There are no stones unturned in Dylan’s narrative. He puts us in that limousine, before the shots fired, during the assassination, and on that six-mile trip to Parkland Hospital, to when Vice President Lyndon Johnson is sworn in as President at 2:38 pm that afternoon. It’s especially chilling then and in our times today, and emotionally soaring, when he notes in the next verse, “I said the soul of a nation been torn away / And it’s beginning to go into slow decay / And that it’s 36 hours past Judgement Day.”

It’s at this point in the song where the uninitiated might think Dylan goes off the rails. He’s always rambled, always reflected on history and referenced cultural heroes. It’s when he evokes legendary radio disc jockey Wolfman Jack “speaking in tongues” that the listener gets the point. If anything, Dylan is drawing as much from Van Morrison’s “Rave On, John Donne” as he is the gravelly hipster magic of the Wolfman. By citing all these artists, from Etta James to Marilyn Monroe to Buster Keaton to Bud Powell, he’s evoking a vanished culture, probably hoping to remind us of who we once were and what we may eventually become again if we can only focus.

Dylan has insisted throughout his career that he is apolitical, not a sloganeering rabble rouse but rather just a singer, just a song and dance man. It’s just difficult to imagine that he didn’t have politics in mind as he released “Murder Most Foul” on the last Friday in March 2020. This in an era when a US President is considering a back to work policy that would, in effect, murder our most vulnerable citizens as the price for resuscitating our economy. We can cure the disease and surrender our dignity as a nation. It’s Hamlet’s “Murder Most Foul” manifested.
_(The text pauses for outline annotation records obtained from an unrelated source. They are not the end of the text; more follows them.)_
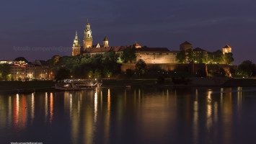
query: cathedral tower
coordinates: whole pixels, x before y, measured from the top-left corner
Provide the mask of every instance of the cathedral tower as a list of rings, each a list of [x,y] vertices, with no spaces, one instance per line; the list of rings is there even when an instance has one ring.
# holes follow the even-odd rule
[[[193,49],[193,45],[191,43],[185,41],[180,45],[180,50],[187,50],[189,49]]]
[[[231,50],[232,48],[229,45],[226,45],[224,48],[222,48],[223,54],[232,53]]]
[[[87,24],[84,30],[84,50],[89,48],[92,48],[92,36],[90,24],[87,20]]]
[[[103,47],[104,48],[108,48],[109,45],[108,45],[108,40],[107,38],[107,37],[105,37],[104,40],[103,40]]]
[[[72,56],[76,56],[81,54],[81,45],[78,39],[77,32],[76,32],[76,37],[74,40],[72,49]]]

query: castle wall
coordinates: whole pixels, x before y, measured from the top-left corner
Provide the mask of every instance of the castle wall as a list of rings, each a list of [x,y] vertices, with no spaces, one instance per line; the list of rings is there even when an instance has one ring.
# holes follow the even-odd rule
[[[141,52],[136,53],[136,62],[142,59],[146,63],[177,63],[175,53]]]
[[[81,49],[79,47],[73,47],[72,56],[76,56],[81,54]]]
[[[84,42],[84,50],[86,48],[92,48],[92,40],[85,40]]]

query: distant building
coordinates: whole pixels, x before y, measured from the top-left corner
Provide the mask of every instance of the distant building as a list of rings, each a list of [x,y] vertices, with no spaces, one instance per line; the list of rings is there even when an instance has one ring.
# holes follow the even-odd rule
[[[208,53],[206,50],[197,48],[193,50],[194,61],[195,63],[203,63],[208,62]]]
[[[76,32],[75,39],[73,43],[72,55],[76,56],[83,55],[87,56],[92,56],[96,54],[103,54],[107,52],[113,51],[117,55],[123,54],[123,50],[128,48],[133,48],[136,49],[136,60],[133,63],[136,63],[139,59],[142,59],[146,63],[159,64],[159,63],[177,63],[176,55],[181,50],[192,50],[195,56],[195,63],[207,63],[208,58],[208,52],[199,48],[193,49],[193,45],[187,41],[184,42],[180,45],[180,51],[170,51],[167,48],[142,48],[136,42],[133,45],[125,46],[110,47],[109,40],[105,36],[102,40],[102,45],[97,43],[92,45],[92,35],[90,24],[87,22],[86,30],[84,30],[84,46],[81,46]],[[223,48],[224,53],[231,53],[231,48],[226,45]],[[118,62],[122,63],[119,57]]]
[[[49,68],[47,61],[36,60],[32,64],[35,65],[35,78],[49,79]]]
[[[13,80],[49,79],[49,70],[46,61],[36,60],[32,63],[14,60],[0,60],[0,64],[10,66],[11,77]]]
[[[224,48],[222,48],[223,54],[232,53],[231,50],[232,48],[229,45],[226,45]]]
[[[187,50],[189,49],[193,49],[193,45],[191,43],[185,41],[180,45],[180,50]]]

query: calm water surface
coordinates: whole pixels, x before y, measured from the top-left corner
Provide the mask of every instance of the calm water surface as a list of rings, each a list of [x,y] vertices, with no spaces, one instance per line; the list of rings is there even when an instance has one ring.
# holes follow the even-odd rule
[[[256,88],[0,95],[0,143],[255,143]]]

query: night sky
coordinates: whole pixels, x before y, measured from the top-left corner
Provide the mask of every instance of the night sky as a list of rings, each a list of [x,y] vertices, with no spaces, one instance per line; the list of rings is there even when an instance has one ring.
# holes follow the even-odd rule
[[[102,44],[105,35],[110,46],[136,41],[177,50],[187,40],[194,48],[215,51],[229,44],[234,64],[256,63],[255,6],[255,0],[4,0],[1,60],[71,55],[65,49],[71,47],[76,30],[82,44],[89,18],[94,45]],[[42,48],[53,47],[64,50]]]

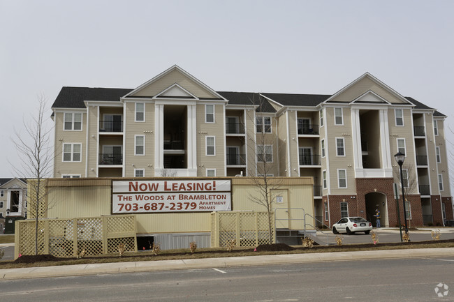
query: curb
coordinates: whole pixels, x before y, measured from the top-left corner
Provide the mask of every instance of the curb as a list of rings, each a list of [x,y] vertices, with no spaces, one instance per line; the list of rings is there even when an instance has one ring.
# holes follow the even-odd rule
[[[0,280],[29,279],[179,269],[214,269],[293,263],[446,256],[454,256],[454,248],[272,255],[6,269],[0,269]]]

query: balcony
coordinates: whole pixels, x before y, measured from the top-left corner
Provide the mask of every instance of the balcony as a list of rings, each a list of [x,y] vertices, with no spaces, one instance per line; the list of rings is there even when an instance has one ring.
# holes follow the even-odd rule
[[[430,186],[426,185],[420,185],[419,186],[419,193],[421,195],[430,195]]]
[[[240,166],[246,165],[245,154],[228,154],[227,153],[227,165]]]
[[[318,135],[318,125],[301,126],[298,125],[298,135]]]
[[[244,125],[241,123],[226,123],[226,134],[244,134]]]
[[[418,165],[418,166],[427,166],[427,156],[416,156],[416,165]]]
[[[320,165],[320,156],[300,154],[300,166]]]
[[[123,156],[119,153],[99,153],[99,165],[123,165]]]
[[[413,129],[415,136],[425,136],[425,129],[423,126],[416,126]]]
[[[123,122],[121,121],[99,121],[99,132],[123,132]]]

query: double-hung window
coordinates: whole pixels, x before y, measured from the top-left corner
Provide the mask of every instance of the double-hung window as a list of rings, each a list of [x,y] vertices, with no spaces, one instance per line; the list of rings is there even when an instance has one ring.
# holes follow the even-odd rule
[[[80,162],[82,160],[82,144],[63,144],[63,161]]]
[[[335,125],[344,125],[342,117],[342,108],[334,109],[334,123]]]
[[[145,121],[145,103],[136,103],[136,121]]]
[[[395,109],[395,126],[404,126],[404,114],[402,109]]]
[[[269,144],[257,146],[257,161],[272,162],[272,146]]]
[[[271,117],[260,116],[256,119],[257,133],[271,133]]]
[[[81,130],[82,113],[65,113],[64,130]]]
[[[337,156],[345,156],[344,137],[336,137],[336,154]]]
[[[214,123],[214,105],[205,105],[205,122]]]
On 19 March 2020, Expectingrain.com listed Dylan as “off the radar”, an ominous statement in any other time and deadly in ours. Today, Dylan is back with us. There’s no date on this song, but like most of his 21st-century recordings, it’s got a timeless and eerily touching elegiac quality. It might not win any new fans, but it will keep anybody occupied for hours visiting (or revisiting) the references and allusions. Stay safe and stay observant indeed.